What Exercises Improve Arm Wrestling?
Arm wrestling is an intense sport that requires great strength and endurance in your arms, shoulders, and hands. If you want to improve your arm wrestling skills, you need to focus on strengthening the muscles that are used the most during an arm wrestling match. In this article, we will discuss some of the best exercises that can help you improve your arm wrestling game.

1. Wrist Curls
Wrist curls are an effective exercise for strengthening your forearm muscles, which are crucial for arm wrestling. To perform wrist curls, sit on a bench with your forearm resting on a table or bench.

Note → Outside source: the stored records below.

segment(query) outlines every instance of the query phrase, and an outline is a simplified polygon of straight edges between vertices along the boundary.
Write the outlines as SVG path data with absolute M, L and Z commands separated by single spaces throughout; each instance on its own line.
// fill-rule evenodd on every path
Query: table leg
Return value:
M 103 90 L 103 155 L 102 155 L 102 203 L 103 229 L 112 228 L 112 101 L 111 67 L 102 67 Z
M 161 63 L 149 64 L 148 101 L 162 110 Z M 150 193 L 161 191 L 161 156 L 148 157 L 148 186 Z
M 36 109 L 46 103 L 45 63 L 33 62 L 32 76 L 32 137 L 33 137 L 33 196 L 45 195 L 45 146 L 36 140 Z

Hold a dumbbell in your hand with your palm facing up. Slowly curl your wrist upward, then lower it back down. Repeat for several repetitions, then switch to the other arm.

2. Hammer Curls
Hammer curls help to strengthen your biceps, which are important for generating power during an arm wrestling match. To perform hammer curls, stand with your feet shoulder-width apart and hold a dumbbell in each hand with your palms facing in. Slowly curl the weights up toward your shoulders, then lower them back down. Repeat for several repetitions.

3. Tricep Extensions
Tricep extensions are another great exercise for improving your arm wrestling skills. They target the triceps, which are important for stabilizing your arm during a match. To perform tricep extensions, hold a dumbbell in both hands and extend your arms straight up above your head. Slowly lower the weight behind your head, then lift it back up. Repeat for several repetitions.

4. Pull-Ups
Pull-ups are an excellent overall upper body exercise that can help to improve your arm wrestling skills. They target your back, shoulders, and arms, which are all important for arm wrestling. To perform pull-ups, grab a pull-up bar with your palms facing away from you and your hands shoulder-width apart. Pull your body up toward the bar until your chin is above it, then lower back down. Repeat for several repetitions.

5. Push-Ups
Push-ups are another great upper body exercise that can help to improve your arm wrestling skills. They target your chest, shoulders, and triceps, which are all important for generating power during a match. To perform push-ups, start in a plank position with your hands shoulder-width apart. Lower your body down toward the ground, keeping your elbows close to your body. Push back up to the starting position and repeat for several repetitions.

6. Gripper Exercises
Gripper exercises can help to improve your grip strength, which is crucial for arm wrestling. Gripper exercises involve squeezing a hand gripper with your fingers and thumb. You can perform gripper exercises throughout the day, such as while sitting at your desk or watching TV.

7. Farmer’s Walk
The farmer’s walk is an excellent exercise for improving your grip strength and overall arm wrestling performance. To perform the farmer’s walk, hold a heavy weight in each hand, such as dumbbells or kettlebells. Walk forward for a set distance, then turn around and walk back to the starting point. Repeat for several repetitions.

Conclusion
In conclusion, arm wrestling requires a great deal of strength and endurance in your arms, shoulders, and hands. By incorporating these exercises into your training routine, you can improve your arm wrestling performance and become a stronger, more successful arm wrestler. Remember to always warm up before exercising and to consult with a medical professional before starting any new exercise program.